The city of Portland may burnish its green reputation with a carbon tax on new housing that merely meets the building code, and payments...

The Associated Press

PORTLAND, Ore. — The city of Portland may burnish its green reputation with a carbon tax on new housing that merely meets the building code, and payments to builders of houses that are extra efficient with energy.

The plan would charge builders whose houses meet Oregon's requirements for energy efficiency. Builders whose houses are 30 percent more efficient than the code requires would escape the fee. Builders could get cash back if their houses are at least 45 percent more efficient.

The proposal would also require sellers of existing houses and commercial buildings to give buyers the results of energy audits.

"This is obviously an ambitious and potentially controversial undertaking, but with the new urgency and call to action on issues around global warming, this is the type of policy that Portland needs to be a leader," City Council member Dan Saltzman told The Oregonian newspaper at a Chicago conference on green building.

No figures on the tax and payments were released.

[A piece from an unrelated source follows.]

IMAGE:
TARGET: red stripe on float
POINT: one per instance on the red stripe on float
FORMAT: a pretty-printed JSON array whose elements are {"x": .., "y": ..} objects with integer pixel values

On the city's Web page, the city's Office of Sustainable Development said details would be released in mid-November, and the proposal is expected to go before the City Council next year.

Mayor Tom Potter and a leader of one major Portland developer, Gerding Edlen, endorsed the idea, but leaders in the home-building business criticized it.

"There is no way the home builders will ever support a mandated program," said Jim McCauley, vice president of government affairs for the Homebuilders Association of Metropolitan Portland.

Randy Sebastian, president of Renaissance Homes of Lake Oswego, said a fee-based system seemed "heavy handed" when his company already incorporates green methods in many homes and offers options such as solar panels and tankless water heaters.

"There's more green building going on in Portland, Oregon, than anywhere, and there's not a mandate now," he said. "What's broken?"